個人的にもずっと好きで追いかけてきたバンドだからこそ、久しぶりの新曲を聴けたことが純粋に一人のファンとして嬉しい。『BEAT BEAT』をライブで体感するためにも、久しぶりにライブを観に行きたくなった。

Lucky Kilimanjaro『DAY1』

出産と育児のため一時バンドを離れていた大瀧真央が、この楽曲をもって正式に復帰。Lucky Kilimanjaroにとっても、新たなスタートを象徴する一曲となっている。

“切り開く荒野 その先へ”という冒頭の歌詞から、疾走感あふれるビートに乗せて、自分たちの足で新しい1日=「DAY1」を始めていこうとする強い意志が伝わってくる。

次々と変化していく音、高鳴っていくサウンド、そして思わず踊り出したくなるようなグルーヴ。聴けば自然と体が動き出す、Lucky Kilimanjaroらしい魅力がたっぷりと詰まっている。

そして後半、6人の音が重なっていく瞬間には、メンバーの復帰だけでなく「ここからまた6人で新しい場所へ向かっていく」というバンドとしての決意まで感じられるようだった。

新しいスタートでありながら、聴き終えたときに残ったのは「やっぱりLucky Kilimanjaroって好きなバンドだな」というシンプルな気持ち。そんな自分の“好き”を改めて確認させてくれた一曲だ。

THE HAMIDA SHE’S『マジックアワー』

京都発の4人組ロックバンド・THE HAMIDA SHE’S(ザ・ハミダシーズ)の新曲。

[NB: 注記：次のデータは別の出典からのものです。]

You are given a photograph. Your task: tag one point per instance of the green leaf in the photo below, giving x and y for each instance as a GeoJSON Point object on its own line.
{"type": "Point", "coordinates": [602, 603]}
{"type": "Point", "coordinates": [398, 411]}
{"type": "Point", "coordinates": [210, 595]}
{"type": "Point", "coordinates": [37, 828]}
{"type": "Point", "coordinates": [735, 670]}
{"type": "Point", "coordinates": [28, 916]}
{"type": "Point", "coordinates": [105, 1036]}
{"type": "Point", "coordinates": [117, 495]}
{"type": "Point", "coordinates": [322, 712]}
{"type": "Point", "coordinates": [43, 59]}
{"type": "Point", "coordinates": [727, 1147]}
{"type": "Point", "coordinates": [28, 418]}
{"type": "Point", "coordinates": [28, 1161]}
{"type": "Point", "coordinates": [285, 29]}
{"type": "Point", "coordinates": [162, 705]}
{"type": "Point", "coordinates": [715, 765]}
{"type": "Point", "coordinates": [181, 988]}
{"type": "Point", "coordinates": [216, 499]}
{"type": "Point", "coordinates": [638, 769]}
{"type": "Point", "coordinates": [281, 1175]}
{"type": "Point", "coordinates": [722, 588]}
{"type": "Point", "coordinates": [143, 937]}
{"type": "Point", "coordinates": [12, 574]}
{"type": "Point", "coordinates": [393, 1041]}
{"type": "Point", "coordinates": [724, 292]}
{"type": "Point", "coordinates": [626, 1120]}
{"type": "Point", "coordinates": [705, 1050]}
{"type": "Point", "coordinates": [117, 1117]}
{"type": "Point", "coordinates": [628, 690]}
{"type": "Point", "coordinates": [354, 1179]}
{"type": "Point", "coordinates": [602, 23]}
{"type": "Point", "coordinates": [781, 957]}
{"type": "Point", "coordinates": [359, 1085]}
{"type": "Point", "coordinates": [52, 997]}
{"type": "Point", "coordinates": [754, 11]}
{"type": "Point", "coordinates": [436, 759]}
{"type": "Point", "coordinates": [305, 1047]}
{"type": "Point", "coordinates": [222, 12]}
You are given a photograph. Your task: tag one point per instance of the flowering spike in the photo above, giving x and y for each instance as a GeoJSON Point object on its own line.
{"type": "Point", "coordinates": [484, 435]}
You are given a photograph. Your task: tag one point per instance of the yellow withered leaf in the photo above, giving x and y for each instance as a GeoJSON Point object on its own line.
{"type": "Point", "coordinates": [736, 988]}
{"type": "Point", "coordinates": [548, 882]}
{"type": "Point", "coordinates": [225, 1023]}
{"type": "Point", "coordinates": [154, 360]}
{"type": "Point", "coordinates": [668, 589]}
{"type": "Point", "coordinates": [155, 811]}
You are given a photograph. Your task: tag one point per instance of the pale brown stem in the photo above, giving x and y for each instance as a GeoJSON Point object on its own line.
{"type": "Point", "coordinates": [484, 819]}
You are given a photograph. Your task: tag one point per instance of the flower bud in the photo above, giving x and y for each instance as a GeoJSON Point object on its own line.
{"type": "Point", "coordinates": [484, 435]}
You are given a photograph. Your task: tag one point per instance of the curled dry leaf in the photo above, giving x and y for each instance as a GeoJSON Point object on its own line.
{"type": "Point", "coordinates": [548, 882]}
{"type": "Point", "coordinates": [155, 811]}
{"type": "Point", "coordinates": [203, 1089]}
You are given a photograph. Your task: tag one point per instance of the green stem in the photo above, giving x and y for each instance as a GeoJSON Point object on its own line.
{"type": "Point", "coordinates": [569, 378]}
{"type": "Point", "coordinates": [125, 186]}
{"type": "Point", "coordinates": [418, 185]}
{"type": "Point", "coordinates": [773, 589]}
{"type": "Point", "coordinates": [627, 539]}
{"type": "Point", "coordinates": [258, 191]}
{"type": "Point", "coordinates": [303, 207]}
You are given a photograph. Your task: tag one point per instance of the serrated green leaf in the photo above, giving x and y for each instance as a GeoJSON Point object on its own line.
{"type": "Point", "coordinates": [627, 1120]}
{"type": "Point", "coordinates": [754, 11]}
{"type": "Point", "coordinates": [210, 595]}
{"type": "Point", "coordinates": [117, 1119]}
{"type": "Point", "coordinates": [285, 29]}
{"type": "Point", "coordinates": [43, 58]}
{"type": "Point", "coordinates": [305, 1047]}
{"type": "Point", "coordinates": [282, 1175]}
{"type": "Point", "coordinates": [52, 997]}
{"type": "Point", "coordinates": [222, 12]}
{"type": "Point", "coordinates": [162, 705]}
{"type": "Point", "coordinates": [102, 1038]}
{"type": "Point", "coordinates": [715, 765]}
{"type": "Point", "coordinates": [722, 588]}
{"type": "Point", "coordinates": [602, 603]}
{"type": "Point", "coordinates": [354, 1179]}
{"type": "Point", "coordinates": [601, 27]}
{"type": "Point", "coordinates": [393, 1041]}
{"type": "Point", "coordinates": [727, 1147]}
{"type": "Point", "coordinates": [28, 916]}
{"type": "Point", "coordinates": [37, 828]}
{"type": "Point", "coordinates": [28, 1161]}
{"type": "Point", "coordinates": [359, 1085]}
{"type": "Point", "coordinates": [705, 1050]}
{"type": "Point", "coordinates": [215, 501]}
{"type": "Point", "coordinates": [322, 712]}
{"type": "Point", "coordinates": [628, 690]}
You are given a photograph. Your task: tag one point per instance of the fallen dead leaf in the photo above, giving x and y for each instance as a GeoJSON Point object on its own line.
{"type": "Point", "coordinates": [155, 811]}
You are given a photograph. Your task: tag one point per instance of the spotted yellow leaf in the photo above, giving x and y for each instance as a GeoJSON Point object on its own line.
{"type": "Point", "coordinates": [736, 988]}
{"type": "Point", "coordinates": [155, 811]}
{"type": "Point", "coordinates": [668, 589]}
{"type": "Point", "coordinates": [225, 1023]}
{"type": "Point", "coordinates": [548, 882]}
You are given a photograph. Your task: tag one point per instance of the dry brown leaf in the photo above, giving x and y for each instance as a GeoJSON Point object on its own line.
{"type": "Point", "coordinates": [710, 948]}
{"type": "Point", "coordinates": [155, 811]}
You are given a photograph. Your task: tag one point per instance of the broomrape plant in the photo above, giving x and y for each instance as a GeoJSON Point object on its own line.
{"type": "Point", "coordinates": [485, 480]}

今作は、犬の目線から恋焦がれる「君」への想いを描いた一曲。まず、この視点がなかなか面白い。ただ、その設定を単なるユニークさで終わらせていないところに、この曲の魅力がある。

エモーショナルでストレートなロックサウンドに乗せて描かれるのは、犬だからこそ表現できるような、見返りを求めない無償の愛。純粋に「君が好き」という真っすぐな感情が、疾走感のあるバンドサウンドとともに胸へ飛び込んでくる。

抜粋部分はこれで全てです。